In 2012, the company generated net income of $495.5 million, or $5.07 per diluted share, compared with $454.3 million, or $4.59 per diluted share, a year ago. The increase in earnings reflects favorable pricing, lower material costs, LIFO income and acquisitions, partially offset by weaker sales volume, mix, material surcharges and manufacturing costs. The 2012 results also included two significant items, net of tax: the benefit of Continued Dumping and Subsidy Offset Act (CDSOA) receipts in the amount of $68 million, or 69 cents per diluted share, and charges related to the announced closure of a bearing plant in Canada, totaling $28.1 million, or 28 cents per diluted share.
"Over the course of the year, we responded quickly and effectively to slowing demand across our end-markets and maintained our focus on driving value for our customers and shareholders," said James Griffith, Timken president and CEO. "Our strategy of continuing to evolve in key markets and further diversifying our product portfolio with new products and additional repair services enabled us to achieve double-digit operating margins in all four segments, even in the face of lower volumes. Our diversification strategy was reinforced by the positive impact that the Drives and Philadelphia Gear acquisitions are having on our performance.
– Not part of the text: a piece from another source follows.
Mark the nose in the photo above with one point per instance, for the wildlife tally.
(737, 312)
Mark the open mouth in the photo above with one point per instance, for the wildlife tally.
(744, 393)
"The fundamental changes we’ve made to improve the structural performance in our business led to strong operating results and free cash flow generation," said Griffith, "as well as a strengthened balance sheet. Our strategic plan continues to serve us well in the face of uncertainty in the global economy."
Timken posted sales of $1.1 billion in the fourth quarter of 2012, down 15 percent from the same period in 2011. The sales decrease primarily reflects lower demand in the company’s light vehicle, heavy truck, mining and energy-related end-market sectors, as well as lower surcharges. This decrease was partially offset by favorable pricing. From a geographic perspective, the decline also reflects lower demand in North America and Europe, partially offset by growth in Asia.
For the fourth quarter, the company generated net income of $75.3 million, or 78 cents per diluted share. That compares with $109.1 million, or $1.11 per diluted share, earned in the same period last year. The decrease in earnings was primarily the result of lower volume, mix, lower material surcharges and higher manufacturing costs, partially offset by favorable pricing, lower material costs, LIFO income and a lower tax rate.
Outlook
"We expect to deliver solid operating results in 2013 as we continue to take actions to reduce costs and drive efficiencies in response to the environment," said Griffith. "Our outlook for the year reflects our expectation that we will continue to see inventory reduction by our customers in the first half of the year, and anticipate an improving economy in the second half with customer demand matching consumption."
The company expects sales to be down around 5 percent compared to 2012, driven primarily by continued lower demand. Operating performance is expected to remain strong, with all four segments maintaining double-digit operating margins.
Timken projects 2013 annual earnings per diluted share to range from $3.75 to $4.05, which includes restructuring costs for previously announced plant closures totaling approximately 20 cents.